Travelodge can sleep tight as it wins CVA deal
BUDGET hotel chain Travelodge has been saved from the brink of administration after landlords yesterday agreed to a controversial rescue deal that sees their rent takings slashed.
The company voluntary arrangement (CVA) – voted through by 97 per cent of creditors and 96 per cent of landlords – allows Traveldoge to offload 49 of its 500 hotels and pay 55 per cent less rent until they are sold.
Landlords at a further 109 hotels have agreed to cut rents by 25 per cent for three years before they revert to a market-based rent.
KPMG, which arranged the CVA, said creditors will receive a return of 23.4p in the £1, versus the 0.2p in the £1 if the business had been forced into administration.
The group’s main lenders – US hedge funds GoldenTree Asset Management and Avenue Capital Group plus Goldman Sachs – have agreed to write off £709m in debt as a result of the deal.
They have also pledged to invest £75m, of which £55m will be spent on refurbishing some 175 hotels.
The chain, which posted a 20 per cent profit rise last year, has had no problem attracting customers but its £1bn debts brought it to its knees.
Its trio of lenders recently seized control of the hotelier via a debt-for-equity swap with its previous owners Dubai International Capital, who paid £675m for Travelodge in 2006 in a highly leveraged deal.
The company is the latest in a string of household names to seek a CVA including Fitness First and JJB Sports.

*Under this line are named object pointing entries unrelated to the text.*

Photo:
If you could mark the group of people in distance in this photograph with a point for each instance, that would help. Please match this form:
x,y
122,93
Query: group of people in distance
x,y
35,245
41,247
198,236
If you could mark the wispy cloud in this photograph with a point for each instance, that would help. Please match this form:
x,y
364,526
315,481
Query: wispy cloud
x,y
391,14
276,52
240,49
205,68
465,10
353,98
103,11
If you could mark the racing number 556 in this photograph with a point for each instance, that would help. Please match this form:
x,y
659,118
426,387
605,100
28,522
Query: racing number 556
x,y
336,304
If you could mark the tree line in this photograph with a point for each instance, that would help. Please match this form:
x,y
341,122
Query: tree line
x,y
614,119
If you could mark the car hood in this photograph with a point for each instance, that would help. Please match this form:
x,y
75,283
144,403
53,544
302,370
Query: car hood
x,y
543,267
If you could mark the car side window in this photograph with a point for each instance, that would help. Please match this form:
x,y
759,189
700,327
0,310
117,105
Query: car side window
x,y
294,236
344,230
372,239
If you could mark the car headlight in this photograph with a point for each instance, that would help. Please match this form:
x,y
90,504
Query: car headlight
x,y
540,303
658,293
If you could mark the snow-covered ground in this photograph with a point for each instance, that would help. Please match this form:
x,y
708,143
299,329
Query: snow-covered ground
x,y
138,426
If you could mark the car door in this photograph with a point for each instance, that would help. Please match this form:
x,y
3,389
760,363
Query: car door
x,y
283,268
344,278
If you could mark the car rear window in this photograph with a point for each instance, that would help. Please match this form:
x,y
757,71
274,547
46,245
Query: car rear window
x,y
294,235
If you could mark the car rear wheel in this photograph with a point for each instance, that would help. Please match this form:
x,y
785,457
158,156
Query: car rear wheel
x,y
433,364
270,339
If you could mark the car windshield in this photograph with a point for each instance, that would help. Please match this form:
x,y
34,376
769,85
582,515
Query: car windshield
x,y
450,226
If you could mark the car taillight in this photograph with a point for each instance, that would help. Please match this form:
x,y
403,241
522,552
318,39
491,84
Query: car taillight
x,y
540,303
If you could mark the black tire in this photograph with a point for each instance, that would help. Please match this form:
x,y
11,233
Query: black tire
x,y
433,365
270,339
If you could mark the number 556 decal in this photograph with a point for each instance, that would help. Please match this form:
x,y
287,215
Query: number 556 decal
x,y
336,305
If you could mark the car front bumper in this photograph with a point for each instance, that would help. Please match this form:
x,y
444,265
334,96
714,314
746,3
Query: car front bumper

Liz Peace, chief executive of the British Property Federation said yesterday’s deal will save around 6,000 jobs but warned of the wider impacts on the property sector: “If landlords now have to accept that a ‘contract’ entered into in good faith by both parties can simply be renegotiated when one side no longer likes the terms, it throws into doubt the whole basis on which a commercial property investment is appraised and financed.”